If there is an historical lesson to learn from the “fuel of the future,” it is that technology is often political. In this case, fuel technology developed in a direction that was a matter of policy choice and not predetermined by any clear advantage of one technology over another. For different reasons, Henry Ford and Charles Kettering both saw the fuel of the future as a blend of ethyl alcohol and gasoline leading to pure alcohol from cellulose. A dedicated agrarian, Ford thought new markets for fuel feedstocks would help create a rural renaissance. On the other hand, Kettering, as a scientist, was worried about the long term problem of the automotive industry’s need for oil, a resource with rapidly declining domestic reserves. Clearly, the shortage of domestic oil that was feared in the 1920s has occurred in the late 20th century, although it has hardly been noticed because of the abundance of foreign oil. Whether the oil substitute envisioned by the scientists and agrarians of the first half of the century would be appropriate in the latter half remains an open question.

A concise analysis of the history of developing alternative fuel sources, often hampered by abundant oil supply, then spurred on in times of shortages. I am not optimistic we will ever strike a perfect balance on the use of our resources, but I am always encouraged by the technological achievements that can be made when the demand is there, and the entrepreneurial spirit thrives.

*Must Read* U.S. oil production cut by half in last twenty years.

12 Responses

  1. Wow! I like that idea. 35 gallons is more than enough to get me to work and back for a week. And with the supply unstable, it would work real up here in the woods.

  2. hmmmm, this is very interesting. 10K is kind of pricey, but a break-even point of two years is pretty darn good.

  3. Hey Nuke! Welcome back. Catch anything?

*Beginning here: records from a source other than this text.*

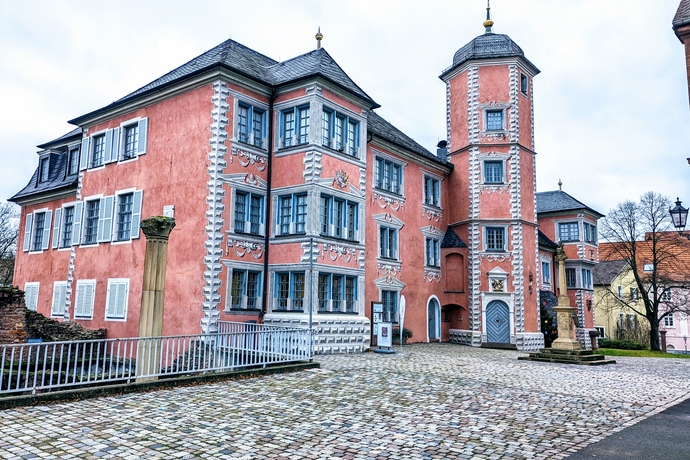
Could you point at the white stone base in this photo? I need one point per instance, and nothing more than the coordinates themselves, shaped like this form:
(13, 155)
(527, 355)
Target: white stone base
(529, 341)
(333, 333)
(464, 337)
(582, 335)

  4. glad to be back. Nice trip, but there’s no place like home

  5. Yep, I know….

  6. That 10K price is softened a bit by the federal incentive.
    Welcome back, BTW, nuke.

  7. I read that to SwampMan a few days ago. He said he could make a still for way less than that…..

  8. is ethanol and PGA the same thing?

  9. I think y’all missed the point to the post.

  10. Nuke, it is ethanol from grain products.

  11. If it weren’t for B-HO, I never would have known there were actually 58 states in this country.